До крайней степени напряженная интонация героини – намёк на обстоятельства современности, через вещный психологический ряд они описанию не поддаются. Художественный приём недоговоренности, лейтмотив полуночного страха, описание трагического восприятия прошлого как «докульминационного» момента истории заставляют читателя соотнести происходящее в современной России с картиной какого-то чудовищного, скрытого преступления. Однако в предпоследней 6 строфе демонический образ писателя-пророка не имеет ничего общего со стихией мистической, страх обретает реалистическую мотивацию. Символический смысл получает образ художника, несправедливо осужденного властью («Перо скрипит, и многие страницы / Семеновским припахивают плацем»). С помощью фантастической ситуации А. Ахматова делает важное обобщение о возможном повторении судьбы писателя-«каторжанина» в ХХ веке, в любые другие времена.

Таким образом, финальная 7 строфа стихотворения выносится автором за пределы зоны «наложения» времен намеренно. Она теснейшим образом связана с предыдущей частью («Так вот когда мы вздумали родиться…»). Написанная в классической форме катрена (в отличие от других «бесформенных» строф), полноценная сама по себе, последняя строфа закрепляет главную оппозицию «очевидно страшный ХIХ век – невиданно жестокий ХХ», торжество личности Достоевского противопоставлено коллективному страданию и вероятному забвению отдельной личности в эпоху А. Ахматовой. Сложное отношение к современности выразилось также в «наложении» друг на друга патетики, особенно сгущенной к концу произведения, и иронической тональности, не ослабевающей на всём его протяжении.

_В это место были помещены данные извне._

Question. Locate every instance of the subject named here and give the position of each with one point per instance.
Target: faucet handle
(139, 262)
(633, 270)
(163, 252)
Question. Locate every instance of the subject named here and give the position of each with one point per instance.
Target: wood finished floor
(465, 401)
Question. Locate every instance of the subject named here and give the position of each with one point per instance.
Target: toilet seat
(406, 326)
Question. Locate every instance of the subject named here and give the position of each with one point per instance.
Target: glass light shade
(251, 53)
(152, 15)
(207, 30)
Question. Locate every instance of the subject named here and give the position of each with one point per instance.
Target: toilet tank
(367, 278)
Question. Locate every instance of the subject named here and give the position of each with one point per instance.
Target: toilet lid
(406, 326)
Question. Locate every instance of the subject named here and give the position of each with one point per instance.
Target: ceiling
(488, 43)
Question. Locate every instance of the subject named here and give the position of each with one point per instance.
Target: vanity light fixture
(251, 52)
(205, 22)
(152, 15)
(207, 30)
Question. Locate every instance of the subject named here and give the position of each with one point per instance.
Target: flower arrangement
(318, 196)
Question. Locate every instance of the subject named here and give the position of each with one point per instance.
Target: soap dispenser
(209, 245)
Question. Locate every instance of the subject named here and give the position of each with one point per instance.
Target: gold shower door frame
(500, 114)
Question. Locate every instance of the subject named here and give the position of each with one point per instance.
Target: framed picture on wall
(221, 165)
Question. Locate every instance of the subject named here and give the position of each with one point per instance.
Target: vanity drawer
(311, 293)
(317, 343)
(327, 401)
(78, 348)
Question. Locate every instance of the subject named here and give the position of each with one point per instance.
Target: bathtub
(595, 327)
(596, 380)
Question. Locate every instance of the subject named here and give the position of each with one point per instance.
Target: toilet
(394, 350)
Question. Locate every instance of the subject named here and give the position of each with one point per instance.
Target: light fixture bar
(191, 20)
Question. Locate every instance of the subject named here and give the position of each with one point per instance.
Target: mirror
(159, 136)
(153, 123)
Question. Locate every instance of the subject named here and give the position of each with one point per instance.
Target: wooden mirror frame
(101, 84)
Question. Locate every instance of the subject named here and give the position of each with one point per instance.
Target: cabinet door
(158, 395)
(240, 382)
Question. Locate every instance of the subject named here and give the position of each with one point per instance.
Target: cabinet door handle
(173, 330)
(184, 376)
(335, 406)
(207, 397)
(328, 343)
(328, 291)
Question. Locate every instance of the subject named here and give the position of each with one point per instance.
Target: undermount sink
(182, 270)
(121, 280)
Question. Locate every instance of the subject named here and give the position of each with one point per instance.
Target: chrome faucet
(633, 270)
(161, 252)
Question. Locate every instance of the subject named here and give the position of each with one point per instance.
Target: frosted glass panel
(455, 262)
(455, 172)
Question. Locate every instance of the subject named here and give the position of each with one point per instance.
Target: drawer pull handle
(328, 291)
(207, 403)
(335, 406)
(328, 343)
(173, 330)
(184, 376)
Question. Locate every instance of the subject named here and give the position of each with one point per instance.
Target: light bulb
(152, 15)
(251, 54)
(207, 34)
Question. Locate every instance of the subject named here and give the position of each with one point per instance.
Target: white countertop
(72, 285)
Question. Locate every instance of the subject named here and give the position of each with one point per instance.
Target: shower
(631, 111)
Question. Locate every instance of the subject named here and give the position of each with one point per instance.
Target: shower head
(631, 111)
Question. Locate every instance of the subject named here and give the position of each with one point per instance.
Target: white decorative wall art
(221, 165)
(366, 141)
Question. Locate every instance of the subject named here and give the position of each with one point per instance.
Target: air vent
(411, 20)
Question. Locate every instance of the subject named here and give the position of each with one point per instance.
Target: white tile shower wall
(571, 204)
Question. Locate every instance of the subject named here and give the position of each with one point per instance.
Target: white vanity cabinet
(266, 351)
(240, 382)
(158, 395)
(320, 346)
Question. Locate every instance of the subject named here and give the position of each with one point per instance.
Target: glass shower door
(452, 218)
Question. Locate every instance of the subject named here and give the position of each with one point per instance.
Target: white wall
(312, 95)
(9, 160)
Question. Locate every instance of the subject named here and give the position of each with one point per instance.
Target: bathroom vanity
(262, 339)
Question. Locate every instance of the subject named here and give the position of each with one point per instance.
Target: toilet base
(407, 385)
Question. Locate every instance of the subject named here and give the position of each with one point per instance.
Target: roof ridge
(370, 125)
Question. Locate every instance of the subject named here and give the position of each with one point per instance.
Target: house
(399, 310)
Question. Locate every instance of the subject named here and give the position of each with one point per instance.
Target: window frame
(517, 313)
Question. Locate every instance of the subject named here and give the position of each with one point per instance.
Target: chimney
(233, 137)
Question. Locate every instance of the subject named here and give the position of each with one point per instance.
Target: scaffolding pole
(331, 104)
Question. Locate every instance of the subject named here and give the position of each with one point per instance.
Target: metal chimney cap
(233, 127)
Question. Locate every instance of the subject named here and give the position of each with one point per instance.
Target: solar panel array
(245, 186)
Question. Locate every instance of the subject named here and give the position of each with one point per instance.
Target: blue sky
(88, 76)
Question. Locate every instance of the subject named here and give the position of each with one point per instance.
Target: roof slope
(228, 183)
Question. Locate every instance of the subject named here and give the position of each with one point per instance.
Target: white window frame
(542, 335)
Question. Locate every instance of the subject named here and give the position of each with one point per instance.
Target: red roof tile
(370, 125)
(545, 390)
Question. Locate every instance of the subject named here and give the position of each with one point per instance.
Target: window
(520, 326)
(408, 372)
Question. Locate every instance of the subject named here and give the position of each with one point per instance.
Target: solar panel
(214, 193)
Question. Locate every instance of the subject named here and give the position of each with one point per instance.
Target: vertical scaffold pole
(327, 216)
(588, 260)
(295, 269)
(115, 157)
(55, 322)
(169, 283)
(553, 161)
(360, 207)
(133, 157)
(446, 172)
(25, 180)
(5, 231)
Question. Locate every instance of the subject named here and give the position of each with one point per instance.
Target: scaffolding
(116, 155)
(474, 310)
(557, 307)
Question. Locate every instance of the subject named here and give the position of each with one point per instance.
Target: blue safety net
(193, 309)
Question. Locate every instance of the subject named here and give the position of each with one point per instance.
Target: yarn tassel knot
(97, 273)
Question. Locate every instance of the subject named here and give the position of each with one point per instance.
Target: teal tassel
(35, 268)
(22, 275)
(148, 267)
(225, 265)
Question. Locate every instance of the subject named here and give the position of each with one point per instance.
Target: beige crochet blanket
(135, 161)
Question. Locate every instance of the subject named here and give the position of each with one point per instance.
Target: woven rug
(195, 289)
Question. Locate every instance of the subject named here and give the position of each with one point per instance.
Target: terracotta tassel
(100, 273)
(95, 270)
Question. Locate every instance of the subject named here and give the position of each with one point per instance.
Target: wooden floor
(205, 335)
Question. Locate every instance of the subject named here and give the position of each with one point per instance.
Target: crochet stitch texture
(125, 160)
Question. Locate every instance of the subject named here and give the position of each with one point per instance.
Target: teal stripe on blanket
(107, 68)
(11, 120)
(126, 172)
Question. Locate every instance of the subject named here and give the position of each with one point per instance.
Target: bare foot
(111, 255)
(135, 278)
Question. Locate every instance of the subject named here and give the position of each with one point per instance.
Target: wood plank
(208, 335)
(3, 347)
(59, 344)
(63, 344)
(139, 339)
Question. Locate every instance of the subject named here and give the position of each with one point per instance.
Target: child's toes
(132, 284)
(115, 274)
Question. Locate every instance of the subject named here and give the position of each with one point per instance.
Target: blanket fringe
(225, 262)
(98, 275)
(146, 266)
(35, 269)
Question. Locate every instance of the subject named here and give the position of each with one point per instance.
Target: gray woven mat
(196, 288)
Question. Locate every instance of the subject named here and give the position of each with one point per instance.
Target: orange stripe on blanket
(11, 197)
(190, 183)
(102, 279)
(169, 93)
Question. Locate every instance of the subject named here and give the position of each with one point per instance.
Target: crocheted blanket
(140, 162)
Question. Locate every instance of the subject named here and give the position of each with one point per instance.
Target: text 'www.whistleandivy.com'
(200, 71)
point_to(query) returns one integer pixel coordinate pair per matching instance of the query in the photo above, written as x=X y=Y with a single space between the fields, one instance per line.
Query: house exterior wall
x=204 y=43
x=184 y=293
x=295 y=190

Почвой для катарсиса в стихотворении А. Ахматовой стало размышление о памяти. Прошлое не просто возвращается, оно судимо в разное время, современниками и потомками. Память не линейна, «вихляет» (И. Бродский) в личное, которое может стать оправданием даже злу. Коллективное начало снимает трагическое напряжение, но не абсолютно. Вероятно, в определённой степени в «Предыстории» семантический ритм организован чередованием эпизодов личной трагедии и коллективного оптимизма. В этом смысле столкновение «я» – «мы» в процессе припоминания, быть может, отражение эпизода невымышленной трагедии человека ХХ века, теряющего границу между «своим» и «чужим», а значит, избегающего вплавления своего «я» в пугающее неизвестностью «мы».

Анализ стихотворения «Предыстория», помимо частных выводов, позволяет сделать и общее заключение относительно специфики /172/ трагического в литературе последнего столетия. Поступком героя стала его мысль, именно она предстала как действие, не способное сокрушить внешние обстоятельства, даже повлиять на них, но антиномичное по своей природе, интенсивное. Статическая (т. е. основанная не на временной последовательности событий, а на последовательности логических связей мысли или психологических ассоциаций чувства) композиция образов и мотивов в лирике заострила внутреннюю трагедию внешне бездействующего героя. Именно лирика, не уступая эпосу и драме, запечатлела сомнения и противоречия эпохи, а поэт стал ее «трагическим тенором» (А. Ахматова).




Литература

1. Ахматова А.А. Победа над Судьбой. I: Автобиографическая и мемуарная проза. Бег времени. Поэмы. – М.: Русский путь, 2005. – 512 с.

2. Волкова Е., Оруджева С. М. Бахтин: «Без катарсиса… нет искусства» // Вопросы литературы. 2000. №1. – С. 108–131.

3. Волкова Е.В. Трагический парадокс Варлама Шаламова. – М.: Республика, 1998. – 176 c.

4. Кретинин А. А. // Творчество Андрея Платонова: Исследования и материалы. Библиография. – СПб: Наука, 1995. – С. 63–69.

5. Фатющенко В.И. // Идеи гуманизма в русской литературе ХХ века. – М.: Изд-во МГУ, 1993. – С. 7–25.

6. Якобсон А. Почва и судьба. – Вильнюс; М.: Весть, 1992. – 352с.